Exam: His neurologic examination revealed bilateral deltoid weakness, spasticity in all four extremities, and pathologic reflexes.
Imaging: Magnetic resonance imaging (MRI) of the cervical spine ( Figures 15-1 and 15-2 ) revealed diffuse central stenosis from the second to the seventh cervical segments secondary to marked spondylosis with both anterior and posterior compression. The patient’s MRI scans also showed loss of the normal lordotic curvature with straightening. Flexion and extension radiographs revealed no hypermobility or instability.
Surgical options include the following: anterior decompression via multilevel diskectomies or corpectomies, laminoplasty, laminectomy without posterior fusion, or laminectomy with posterior fusion (and/or posterior-anterior fusions if there is significant athetoid motion).
Given the patient’s loss of lordosis and circumferential compression, a multilevel cervical laminectomy with lateral mass fusion was recommended. Intraoperatively, his habitus prevented optimal intraoperative imaging. He ultimately underwent a decompressive laminectomy from C3 through C7. Given the disruption of his C7-T1 interspinous ligament, it was deemed that fusion would need to include T1. C7 was skipped to facilitate instrumentation.
Postoperatively, the patient’s myelopathic findings did not progress and his deltoid weakness improved modestly. He did well for several months until he fell from standing height. He noted immediate neck pain. Examination revealed no significant change in his baseline neurologic status. Radiographs ( Figure 15-3 ) revealed bilateral fracture of the T1 screws at the interface between the pedicle and pars interarticularis. Flexion and extension radiographs showed persistent motion (see Figure 15-3 ) despite salvage attempts with a rigid cervical orthosis and strict adherence to treatments with an external bone growth stimulator. Ultimately, his fusion had to be extended to more caudal thoracic segments without anterior supplementation.

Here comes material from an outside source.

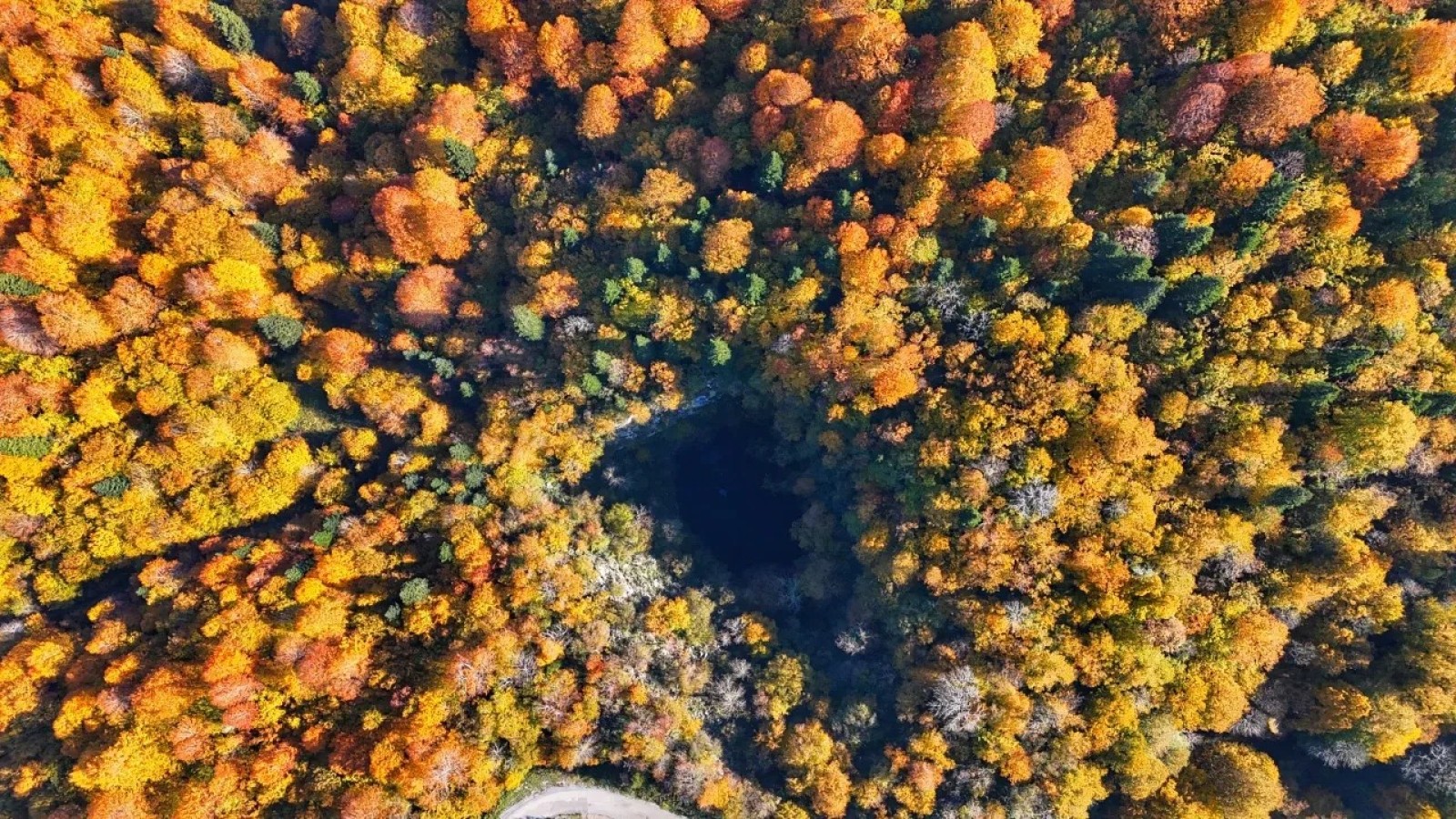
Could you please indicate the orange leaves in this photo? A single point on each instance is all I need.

This case raises several questions that will be addressed using published evidence:
Would standalone laminectomy have been appropriate in this patient?
Was there a place for laminoplasty in this case?
Should the initial fusion have been longer? If so, how far caudally should it have been extended? What type of instrumentation would have been optimal in this case?
Would anterior stabilization have helped?
Would intraoperative navigation (use of three-dimensional [3D] systems rather than two-dimensional [2D] fluoroscopy) have been helpful in this case?
Laminectomy is performed using established techniques. Subsequent lateral mass fusion is facilitated by wide exposure of facets. An appropriate starting point can be determined by creating an imaginary X over the lateral mass ( Figure 15-4 ). Superior and inferior boundaries are the facet joints, and medial and lateral boundaries of the lateral mass serve as the other boundaries. The ideal starting point is 1 mm medial to the middle of the imaginary X. A “matchstick” bur is used to penetrate the cortex and create a starting point ( Figure 15-5 ). An up-and-out technique is used for the hand drill trajectory ( Figure 15-6 ). A medial to lateral trajectory at 30 degrees avoids injury to the vertebral artery, and a cephalad to caudal trajectory at 20 degrees avoids injury to the nerve root. Before placement of screws, the facet joints of the segments included in the fusion are decorticated ( Figure 15-7 ). The dorsal cortical surfaces are decorticated for onlay arthrodesis as well. Polyaxial screws are placed and can be measured before placement during the hand drill and feeler steps. A medial trajectory risks injury to the vertebral artery ( Figure 15-8 ). Failing to aim cephalad places the nerve root at risk. Starting too far laterally risks fracture of the lateral mass. When extension to the upper thoracic region is necessary, upper thoracic pedicle screws are placed using anatomic landmarks, because visualization with fluoroscopy at these levels can be difficult in the sagittal plane. T1 pedicle screw trajectory is described in Figure 15-9 ; a large lateral mass screw can be used to avoid the need for a transitional rod in the construct.
The caudal trajectory for thoracic pedicle screws decreases from 20 degrees to 5 degrees from T1 to T12.